As a consequence of this and other studies, the recommendations for mammography have changed. Previously, doctors had recommended that all women between 40 and 74 years of age get a mammogram every two years. Now the United States Task Force for Prevention recommends screening starting at age 50, not 40. There were just too many non-cancers that were called cancers—and women were suffering needlessly, both physically and psychologically, as a result.

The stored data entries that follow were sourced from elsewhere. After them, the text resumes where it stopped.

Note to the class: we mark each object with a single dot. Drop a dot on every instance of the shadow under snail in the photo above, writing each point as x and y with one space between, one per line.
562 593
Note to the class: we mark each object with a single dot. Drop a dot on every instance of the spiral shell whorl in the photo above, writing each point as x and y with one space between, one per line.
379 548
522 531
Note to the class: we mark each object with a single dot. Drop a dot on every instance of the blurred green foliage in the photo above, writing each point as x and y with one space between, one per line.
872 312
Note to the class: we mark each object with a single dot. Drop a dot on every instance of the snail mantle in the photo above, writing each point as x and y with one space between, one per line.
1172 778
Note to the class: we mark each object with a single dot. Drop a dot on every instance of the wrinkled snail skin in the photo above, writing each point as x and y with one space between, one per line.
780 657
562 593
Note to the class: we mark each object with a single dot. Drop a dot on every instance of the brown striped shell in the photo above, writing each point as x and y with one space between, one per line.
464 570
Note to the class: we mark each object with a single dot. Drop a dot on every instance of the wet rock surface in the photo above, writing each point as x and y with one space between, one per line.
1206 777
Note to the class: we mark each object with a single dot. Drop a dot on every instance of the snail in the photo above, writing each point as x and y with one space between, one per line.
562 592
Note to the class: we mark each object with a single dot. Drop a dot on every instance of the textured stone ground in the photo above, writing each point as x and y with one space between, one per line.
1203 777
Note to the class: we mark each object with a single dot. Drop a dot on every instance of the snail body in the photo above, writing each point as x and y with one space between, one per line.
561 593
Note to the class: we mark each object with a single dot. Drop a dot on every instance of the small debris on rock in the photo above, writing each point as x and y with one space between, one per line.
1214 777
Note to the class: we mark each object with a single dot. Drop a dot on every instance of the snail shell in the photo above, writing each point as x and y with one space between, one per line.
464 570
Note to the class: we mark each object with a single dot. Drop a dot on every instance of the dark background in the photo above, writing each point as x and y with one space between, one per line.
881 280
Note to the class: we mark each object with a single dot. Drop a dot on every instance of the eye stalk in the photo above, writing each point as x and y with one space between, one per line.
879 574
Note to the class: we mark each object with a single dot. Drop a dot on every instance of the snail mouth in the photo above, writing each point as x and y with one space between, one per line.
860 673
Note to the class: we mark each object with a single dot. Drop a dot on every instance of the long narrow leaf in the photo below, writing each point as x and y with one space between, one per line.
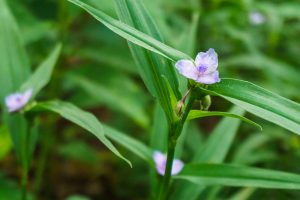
83 119
14 64
194 114
42 75
239 176
132 34
129 143
260 102
212 152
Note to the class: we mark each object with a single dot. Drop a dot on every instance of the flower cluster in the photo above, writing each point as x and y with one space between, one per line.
203 69
160 160
16 101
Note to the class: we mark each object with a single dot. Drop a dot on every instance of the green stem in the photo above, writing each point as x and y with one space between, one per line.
167 177
174 132
24 182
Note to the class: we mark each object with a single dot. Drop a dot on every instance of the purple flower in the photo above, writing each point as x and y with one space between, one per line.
16 101
160 160
256 18
203 70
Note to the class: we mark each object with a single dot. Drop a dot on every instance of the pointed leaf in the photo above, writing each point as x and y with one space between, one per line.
42 75
83 119
14 65
239 176
194 114
260 102
132 34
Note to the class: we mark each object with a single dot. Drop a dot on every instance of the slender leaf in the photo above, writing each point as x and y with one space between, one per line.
212 152
42 75
260 102
83 119
129 143
194 114
132 34
113 100
14 65
239 176
151 66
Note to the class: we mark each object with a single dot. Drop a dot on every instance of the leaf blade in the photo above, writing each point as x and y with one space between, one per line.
199 113
239 176
83 119
42 75
260 102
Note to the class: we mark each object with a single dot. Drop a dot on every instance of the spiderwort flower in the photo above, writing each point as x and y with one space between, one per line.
16 101
160 160
203 70
256 18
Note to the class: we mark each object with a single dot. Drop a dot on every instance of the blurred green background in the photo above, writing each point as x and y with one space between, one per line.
256 41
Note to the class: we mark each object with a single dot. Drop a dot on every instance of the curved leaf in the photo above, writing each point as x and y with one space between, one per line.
239 176
132 34
42 75
14 65
83 119
129 143
198 114
260 102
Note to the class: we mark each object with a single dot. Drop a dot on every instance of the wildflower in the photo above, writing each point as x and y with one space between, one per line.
160 160
203 70
256 18
16 101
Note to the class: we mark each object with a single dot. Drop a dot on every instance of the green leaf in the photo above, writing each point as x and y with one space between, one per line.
151 67
239 176
194 114
5 142
14 65
129 106
212 152
42 75
129 143
18 128
135 14
260 102
83 119
132 34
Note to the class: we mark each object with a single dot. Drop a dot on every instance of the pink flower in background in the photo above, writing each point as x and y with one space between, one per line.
203 70
16 101
160 160
257 18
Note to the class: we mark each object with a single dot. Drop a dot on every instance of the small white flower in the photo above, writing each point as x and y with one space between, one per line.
16 101
203 70
160 160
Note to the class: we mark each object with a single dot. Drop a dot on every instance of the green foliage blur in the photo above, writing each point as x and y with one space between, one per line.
97 73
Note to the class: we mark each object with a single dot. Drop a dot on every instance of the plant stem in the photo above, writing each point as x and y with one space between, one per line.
170 157
174 132
24 182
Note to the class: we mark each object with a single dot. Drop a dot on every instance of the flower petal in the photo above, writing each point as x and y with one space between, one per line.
159 157
208 59
187 68
27 95
177 166
209 78
16 101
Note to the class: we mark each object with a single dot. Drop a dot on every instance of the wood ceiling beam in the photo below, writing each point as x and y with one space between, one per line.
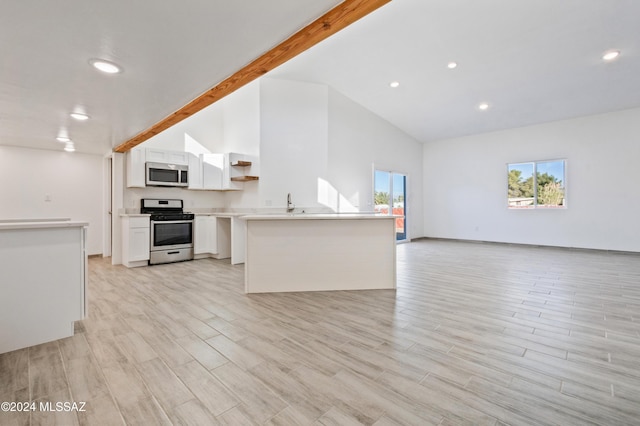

Until scientists are able to find genetic or biochemical markers that clearly distinguish aggressive cancers from innocuous ones, we are going to continue to suffer from the overdiagnosis and overtreatment of cancers that aren’t really cancers at all. In 2012, a group of physicians at the American Board of Internal Medicine in Philadelphia founded Choosing Wisely. This group provides educational materials to help patients choose therapies that are free from unnecessary harms and supported by the evidence. In no arena is this advice more useful than in cancer-screening programs.
Paul A. Offit is a professor of pediatrics at the Children’s Hospital of Philadelphia and the author of Pandora’s Lab: Seven Stories of Science Gone Wrong (National Geographic Press, April 2017).